Words reveal motives
A change in our language in prayer suggests we have other motives rather than just a response to the Lord. It could be that we want to impress those hearing with our words, so we sound more reverent or holy, or even more intelligent. It could also be that we’re trying to tell ourselves that we’re holy people. But a change in language doesn’t make us more anything, except perhaps long-winded or hard to understand.
This doesn’t mean it is wrong to use “thee” and “thou” in prayer if you do this in order to help your heart have the right attitude before the Lord. Sometimes we need this sort of technique to help our hearts bow before the Lord. The point is that language doesn’t make us more holy in the eyes of God, and it can be a form of deception to others.
Jesus compares wasting words to the prayers offered to idols. God is a person who hears and responds.
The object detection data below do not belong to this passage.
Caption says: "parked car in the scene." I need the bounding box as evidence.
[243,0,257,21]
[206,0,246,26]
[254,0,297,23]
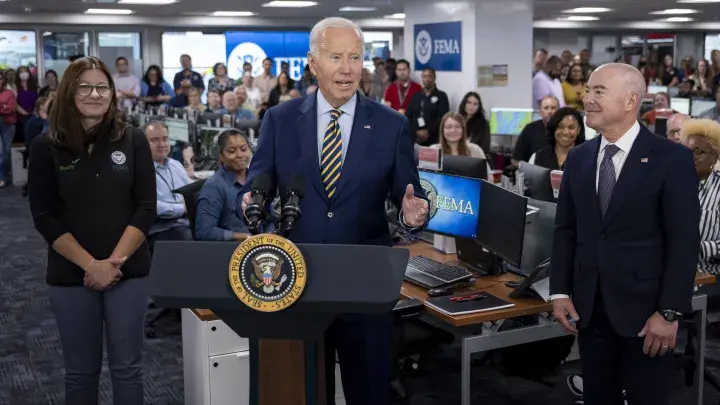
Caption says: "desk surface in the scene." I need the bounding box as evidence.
[192,242,715,326]
[400,243,715,326]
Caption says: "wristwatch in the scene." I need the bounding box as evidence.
[658,309,682,322]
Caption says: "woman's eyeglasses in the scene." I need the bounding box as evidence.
[77,83,112,97]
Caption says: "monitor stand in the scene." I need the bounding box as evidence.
[433,234,457,255]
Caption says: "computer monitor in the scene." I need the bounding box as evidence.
[519,162,555,202]
[441,155,487,180]
[583,116,597,141]
[690,99,715,117]
[654,118,667,138]
[198,113,223,127]
[165,118,190,142]
[647,85,667,94]
[475,181,532,266]
[235,120,260,136]
[520,199,557,275]
[670,97,690,115]
[490,108,533,135]
[419,170,483,238]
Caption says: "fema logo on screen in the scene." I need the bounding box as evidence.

He knows our needs before we ask, so the purpose of prayer is not to impress others or even ourselves, but to respond honestly to God.The purpose of prayer is not to impress others or even ourselves, but to respond honestly to God Click To Tweet
I find myself falling into this trap often, so I ask myself the following question.
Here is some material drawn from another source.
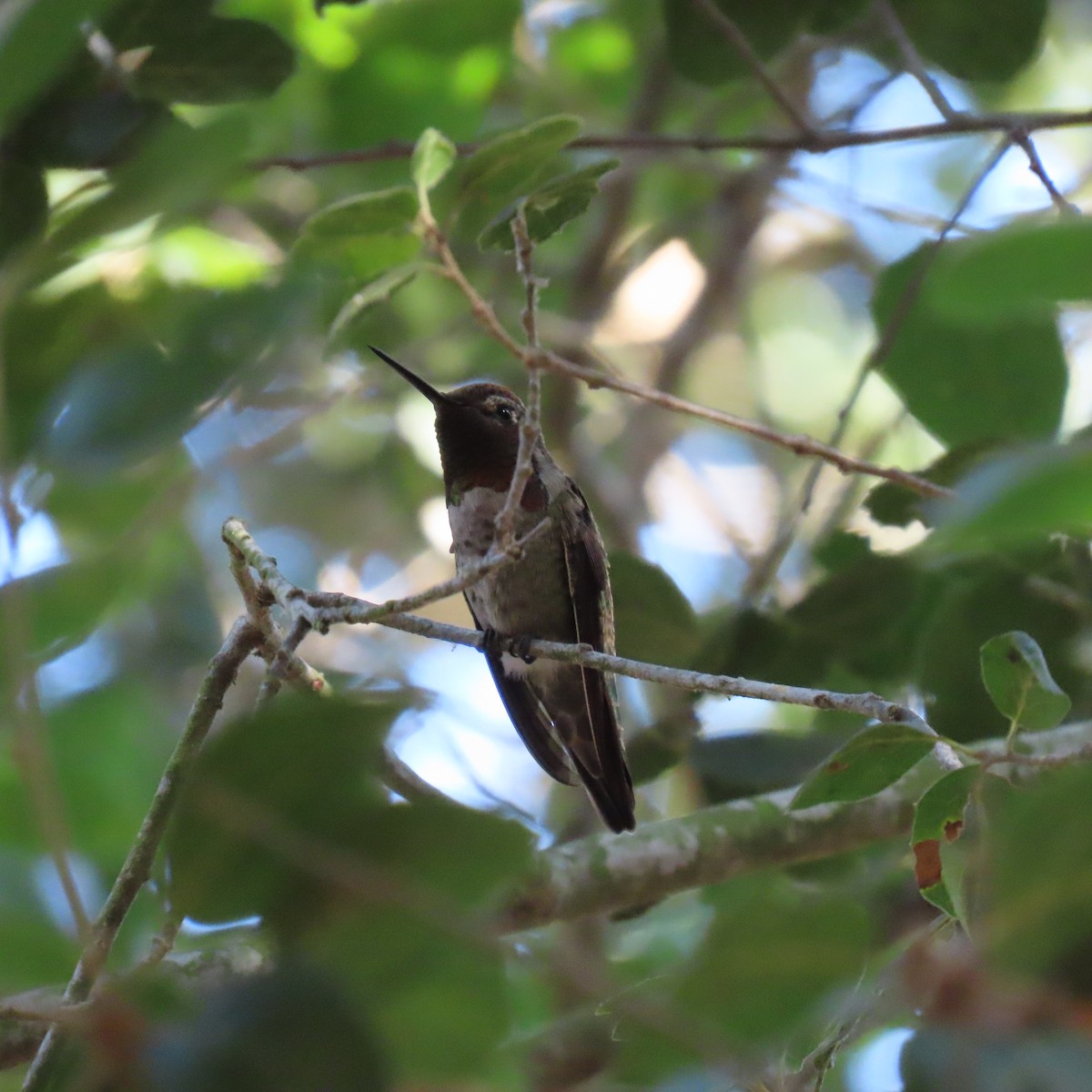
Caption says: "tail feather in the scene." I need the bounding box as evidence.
[569,750,637,834]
3. Do I speak to others this way?
A sign of fake prayer according to this passage is that we speak to God differently to how we speak to other people, suggesting that we don’t see prayer as inter-personal communication, or communication from us to the Lord. It may be that prayer has become a routine, and it is no longer a personal response to the Lord.
Not only this but even if you pray regularly, it is easy to use pat phrases and repeat key ideas. Sometimes it is almost like I have a smaller set of vocabulary when I pray than when I talk to other people. For this reason, I have to continually challenge myself and keep working to improve the communication of my heart to the Lord.
Prayer is difficult. Prayer requires constant vigilance because we fall into bad habits quickly, and we readily exchange God for an idol. We must watch over our motives and ensure that what others see in us is the overflow of a careful and intentional prayer life. We need to watch our words so that we don’t waste words or talk to God like He is something other than the person He is. If we watch for these signs of fake prayer, we can grow our integrity in prayer, and this will significantly improve the quality of our prayer life.